Although the commercial platform is gone, the open-source components remain valuable for specific use cases. whylogs is particularly useful for teams that need to monitor data quality and drift in privacy-sensitive environments — healthcare, finance, and any domain where logging raw production data creates compliance risks. LangKit is a lightweight, privacy-preserving alternative to commercial LLM monitoring platforms.

The trade-off is that self-hosting requires more operational effort than using a managed platform, and the open-source projects will not receive the same level of commercial development and support they had before the acquisition.

Acquired by Apple
WhyLabs was acquired by Apple in January 2025. The commercial platform has been discontinued, but the full codebase, whylogs, and LangKit have been open-sourced. For actively maintained commercial AI observability, consider Arize AI or Arthur AI.

How WhyLabs Compares

WhyLabs pioneered privacy-preserving AI observability, and its open-source tools remain relevant in the AI security landscape. For actively maintained commercial AI observability, see Arize AI (OpenTelemetry-based tracing, Phoenix open-source, AX enterprise platform) or Arthur AI (model monitoring, bias detection, LLM firewall).

For LLM-specific security rather than observability, consider Lakera Guard or Prompt Security. For runtime guardrails, see NeMo Guardrails or LLM Guard.

For a broader overview of AI security tools, see the AI security tools category page.

Note: Acquired by Apple in January 2025 and subsequently closed. The full platform, whylogs, and LangKit have been open-sourced at github.com/whylabs.
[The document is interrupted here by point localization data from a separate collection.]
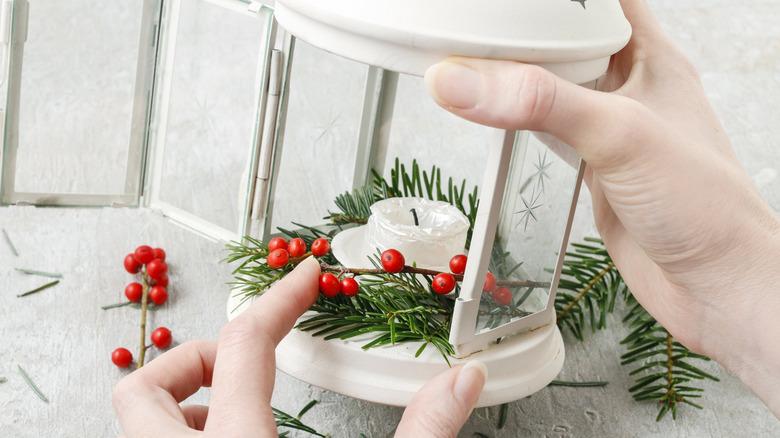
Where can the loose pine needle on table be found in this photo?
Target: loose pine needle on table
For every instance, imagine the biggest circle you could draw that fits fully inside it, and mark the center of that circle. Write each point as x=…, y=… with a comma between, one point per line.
x=39, y=273
x=38, y=289
x=31, y=384
x=10, y=244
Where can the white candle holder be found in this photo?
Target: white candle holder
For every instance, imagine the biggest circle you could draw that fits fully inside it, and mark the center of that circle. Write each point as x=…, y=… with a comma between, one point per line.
x=521, y=228
x=427, y=233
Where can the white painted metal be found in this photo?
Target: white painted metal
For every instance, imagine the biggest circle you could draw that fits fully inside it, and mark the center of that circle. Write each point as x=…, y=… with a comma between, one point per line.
x=392, y=375
x=264, y=16
x=410, y=35
x=265, y=217
x=15, y=31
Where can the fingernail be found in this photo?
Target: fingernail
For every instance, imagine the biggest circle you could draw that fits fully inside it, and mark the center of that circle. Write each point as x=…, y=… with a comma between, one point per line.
x=454, y=85
x=308, y=262
x=469, y=383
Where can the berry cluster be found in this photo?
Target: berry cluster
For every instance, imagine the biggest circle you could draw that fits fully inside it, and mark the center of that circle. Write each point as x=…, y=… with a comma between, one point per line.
x=280, y=251
x=444, y=283
x=150, y=264
x=331, y=286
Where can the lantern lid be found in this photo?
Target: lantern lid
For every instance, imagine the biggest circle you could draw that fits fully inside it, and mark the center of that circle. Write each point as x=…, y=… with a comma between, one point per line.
x=572, y=38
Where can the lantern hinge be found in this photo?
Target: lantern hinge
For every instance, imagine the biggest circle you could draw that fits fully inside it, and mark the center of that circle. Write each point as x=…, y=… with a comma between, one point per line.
x=268, y=137
x=255, y=6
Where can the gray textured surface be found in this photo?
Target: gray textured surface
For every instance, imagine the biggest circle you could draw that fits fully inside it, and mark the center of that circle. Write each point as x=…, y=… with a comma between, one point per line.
x=63, y=339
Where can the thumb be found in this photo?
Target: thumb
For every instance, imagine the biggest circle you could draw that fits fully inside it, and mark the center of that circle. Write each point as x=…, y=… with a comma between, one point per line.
x=602, y=127
x=444, y=404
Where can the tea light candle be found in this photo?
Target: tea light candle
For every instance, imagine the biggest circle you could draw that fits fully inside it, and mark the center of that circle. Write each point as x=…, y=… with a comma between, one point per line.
x=426, y=232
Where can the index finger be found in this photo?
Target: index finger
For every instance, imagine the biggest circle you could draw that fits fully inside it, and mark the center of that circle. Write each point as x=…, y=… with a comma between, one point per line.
x=244, y=369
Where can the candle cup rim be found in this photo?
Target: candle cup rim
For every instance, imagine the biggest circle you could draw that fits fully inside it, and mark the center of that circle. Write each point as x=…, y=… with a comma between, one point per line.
x=379, y=217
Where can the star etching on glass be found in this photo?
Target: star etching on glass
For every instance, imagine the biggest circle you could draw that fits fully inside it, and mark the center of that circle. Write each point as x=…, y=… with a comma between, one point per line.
x=527, y=214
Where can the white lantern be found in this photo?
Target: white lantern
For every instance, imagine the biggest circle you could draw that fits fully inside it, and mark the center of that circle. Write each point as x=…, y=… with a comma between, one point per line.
x=300, y=102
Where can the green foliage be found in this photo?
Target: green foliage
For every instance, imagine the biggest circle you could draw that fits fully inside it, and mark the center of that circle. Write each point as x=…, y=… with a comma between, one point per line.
x=396, y=308
x=288, y=421
x=588, y=288
x=665, y=371
x=393, y=308
x=355, y=207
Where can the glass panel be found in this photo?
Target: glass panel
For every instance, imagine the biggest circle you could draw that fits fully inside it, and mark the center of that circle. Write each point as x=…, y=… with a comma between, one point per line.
x=320, y=140
x=77, y=93
x=208, y=132
x=423, y=131
x=534, y=216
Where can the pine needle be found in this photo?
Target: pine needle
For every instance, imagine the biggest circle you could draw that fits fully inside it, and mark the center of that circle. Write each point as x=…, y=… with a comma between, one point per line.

Frequently Asked Questions

What is WhyLabs?
WhyLabs was an AI observability platform that helped organizations monitor model health, detect data drift, and ensure AI system quality. Founded by Alessya Visnjic, the company pioneered privacy-preserving monitoring through statistical profiling. Apple acquired WhyLabs in January 2025, the commercial platform was discontinued, and the codebase was open-sourced.
Is WhyLabs still available?
The commercial WhyLabs platform has been discontinued following Apple’s acquisition in January 2025. However, the full platform source code, whylogs (data logging library), and LangKit (LLM monitoring toolkit) have all been open-sourced. Teams can self-host the platform or use the individual libraries independently.
What is whylogs?
whylogs is an open-source data logging library for machine learning models and data pipelines. It creates statistical profiles of datasets — capturing distributions, missing values, and data types — without storing raw data. This privacy-preserving approach means you can monitor data quality and detect drift without exposing sensitive information. Available on GitHub with 2.7k+ stars.
What is LangKit?
LangKit is an open-source toolkit for monitoring large language models. It extracts signals from prompts and responses including text quality metrics, relevance scores, sentiment analysis, toxicity detection, and safety assessments. LangKit is compatible with whylogs for privacy-preserving LLM monitoring. Available on GitHub with 960+ stars.
How does WhyLabs compare to Arize AI?
Both were AI observability platforms, but WhyLabs was acquired by Apple in January 2025 and is no longer available as a commercial service. Arize AI remains active with its AX enterprise platform and Phoenix open-source tool. WhyLabs differentiated on privacy-preserving monitoring through statistical profiling; Arize emphasizes OpenTelemetry-based tracing and evaluation. For active alternatives, consider Arize AI or Arthur AI.